Flottille in der ersten Ferienwoche mit unserer
SEA ANGEL,
der ALTRO UNO (Bav.50) und LAURA (Bav.46)
unterwegs nach Gedser
Christine - die Seele der Crew
Die Tabletten gegen Seekrankheit wirken ...
Sonne im Yachthafen Gedser nach einigen kalten Segelstunden.
Wir genießen den ruhigen Abend.
- zusammen mit meiner Nichte,
Co-Skipperin Gabriele, und Skipper
Franz-Josef
vom Rotary-Club
Die 50-Fuß-Bavaria ALTRO UNO mit Skipper Friedrich und Co-Skipper Rainer bei deutlich angenehmeren Wetter unterwegs.
Hier liegen wir zur Badepause vor den hundert Meter hohen Kreidefelsen von Möns Klint.
Dienstag segeln wir bei Sonne und gutem Westwind in den Grönsund. Zu unserem nahen Ziel Stubbeköbing müssen wir kreuzen. Wegen der flachen Ufergewässer leiten wir dabei stets bei 10 Meter Wassertiefe die Wende ein. Doch an einer Stelle gibt es einen steilen Anstieg auf nur 2 Meter Tiefe und mitten in der Wende sitzen wir im Schlick fest.

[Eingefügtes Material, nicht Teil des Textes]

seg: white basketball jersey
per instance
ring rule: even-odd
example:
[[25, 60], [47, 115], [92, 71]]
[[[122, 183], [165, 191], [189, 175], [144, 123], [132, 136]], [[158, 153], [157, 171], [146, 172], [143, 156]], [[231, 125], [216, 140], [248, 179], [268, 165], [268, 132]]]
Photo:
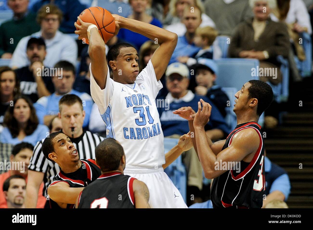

Eine herbeigerufene Motoryacht will uns rückwärts fahrend herausziehen. Besser wäre vorwärts fahrend, aber der Skipper versteht kein Deutsch und Englisch. Dann schwojt die Motoryacht mit unserer Schleppleine über seinem Buganker. Die Leine reißt und schießt direkt in unsere mitdrehende Schraube. Die Antriebswelle wird dabei an den Rumpf gezogen. Fahrt unter Motor ist somit nicht mehr möglich. Wir lassen uns in den Hafen schleppen.
Nach Untersuchung durch einen Hobbytaucher lschleppt uns die ALTRO UNO wieder aus dem Hafen heraus und wir segeln zurück nach Fehmarn.
Nachts schläft der Wind nahezu völlig ein, so dümpeln wir noch vor Gedser einige Stunden. Morgens kommen wir im Dunkeln vor der Einfahrt von Burgtiefe an, jedoch ist das Molenfeuer ausgefallen und wir erkennen gerade noch rechtzeitig die Mole vor uns, drehen und werfen den Anker.
Bei Tageslicht werden wir in den Hafen geschleppt und die SEA ANGEL wird mit dem Kran aus dem Wasser gehoben.
Kurzfristig können wir in Heiligenhafen eine kleinere Yacht für ein paar Tage chartern, während für die SEA ANGEL eine neue Niro-Welle hergestellt wird.
Am Abend erfolgt der Umzug auf die MOKENDEIST.